You can tell if you’re getting close to the quick by the texture of your dog’s nail. The nail is hard closer to the surface and becomes softer as you get closer to the quick. If your dog’s nail starts to feel softer, that’s a good indication that you’re getting close to the quick.
Not all breeds and coat styles require routine trimming in and around the eyes and ears but all should undergo regular inspection and cleaning around these sensitive areas. Doing so will help prevent the development of infections that could seriously damage these amazing organs.

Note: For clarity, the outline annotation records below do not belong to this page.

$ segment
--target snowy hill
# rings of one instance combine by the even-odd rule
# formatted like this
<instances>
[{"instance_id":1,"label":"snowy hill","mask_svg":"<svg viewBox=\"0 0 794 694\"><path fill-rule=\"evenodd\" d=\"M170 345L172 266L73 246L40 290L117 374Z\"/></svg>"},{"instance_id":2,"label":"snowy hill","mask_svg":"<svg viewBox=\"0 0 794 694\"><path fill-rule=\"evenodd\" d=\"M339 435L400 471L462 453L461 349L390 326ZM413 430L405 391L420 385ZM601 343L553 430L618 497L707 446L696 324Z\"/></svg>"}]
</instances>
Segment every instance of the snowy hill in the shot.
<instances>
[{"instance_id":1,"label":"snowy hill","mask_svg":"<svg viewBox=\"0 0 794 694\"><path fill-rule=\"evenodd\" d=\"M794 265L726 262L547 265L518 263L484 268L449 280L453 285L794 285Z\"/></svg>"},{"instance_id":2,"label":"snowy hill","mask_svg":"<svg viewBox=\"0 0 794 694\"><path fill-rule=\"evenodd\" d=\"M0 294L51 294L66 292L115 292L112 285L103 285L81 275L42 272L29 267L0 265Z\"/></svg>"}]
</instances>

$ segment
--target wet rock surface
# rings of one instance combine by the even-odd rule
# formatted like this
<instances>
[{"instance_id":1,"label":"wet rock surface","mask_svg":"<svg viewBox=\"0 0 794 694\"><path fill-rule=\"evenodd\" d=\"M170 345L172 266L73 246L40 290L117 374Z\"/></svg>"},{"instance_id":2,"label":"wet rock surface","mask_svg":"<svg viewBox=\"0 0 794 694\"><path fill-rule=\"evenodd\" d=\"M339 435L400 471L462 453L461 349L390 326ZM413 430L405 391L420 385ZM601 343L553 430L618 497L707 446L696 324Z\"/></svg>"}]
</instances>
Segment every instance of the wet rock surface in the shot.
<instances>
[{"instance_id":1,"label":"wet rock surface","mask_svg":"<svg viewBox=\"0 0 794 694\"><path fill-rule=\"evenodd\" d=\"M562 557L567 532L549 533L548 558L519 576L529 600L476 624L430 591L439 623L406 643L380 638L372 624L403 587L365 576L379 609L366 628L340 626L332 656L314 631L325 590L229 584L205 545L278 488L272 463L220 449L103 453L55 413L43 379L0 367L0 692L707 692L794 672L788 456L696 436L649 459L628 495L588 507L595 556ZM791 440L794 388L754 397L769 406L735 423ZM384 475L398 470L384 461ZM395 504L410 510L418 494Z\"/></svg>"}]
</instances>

It is always important to routinely clean your dog's eyes and ears, and examine for potential infections. Small dogs, like Pomeranians, and dogs with extremely profuse coats, like Newfoundlands, American Eskimo Dogs and Keeshonds, have ears that need to be checked weekly for infection and cleaned with a cotton ball. Gently wipe a cotton ball moistened with mineral oil, olive oil or witch hazel in your dog's ear, being careful to avoid the ear canal. Never use a Q-Tip, which could cause damage to the inner ear if your dog suddenly shakes or jerks his head. Bushy hair growth within the ear can be thinned with tweezers or blunt scissors. Use a small trimmer to trim excess hair around the eyes, ears and face. Small dogs like Pomeranians and Pekingese, and dogs with white coats like American Eskimo Dogs and Samoyeds, are prone to developing tear stains around their eyes, so clean around their eyes with a cotton ball or soft cloth and use a small trimmer to trim excess hair around their eyes.
Many owners do not realize how important it is to brush your pet’s teeth on a regular basis. Some dogs are prone to dental problems and sensitive teeth, especially small dogs with tiny teeth and dogs with special diets. These problems can be easily combatted with frequent brushing.
Cavities are rare with dogs but gum disease caused by tartar buildup is not, which is why they require regular brushing with toothpaste and a toothbrush formulated specifically for dogs. While daily brushing is ideal, doing so on a weekly basis will be a big help in avoiding the need to bring your dog to a veterinarian for a cleaning, which usually has to be done under sedation.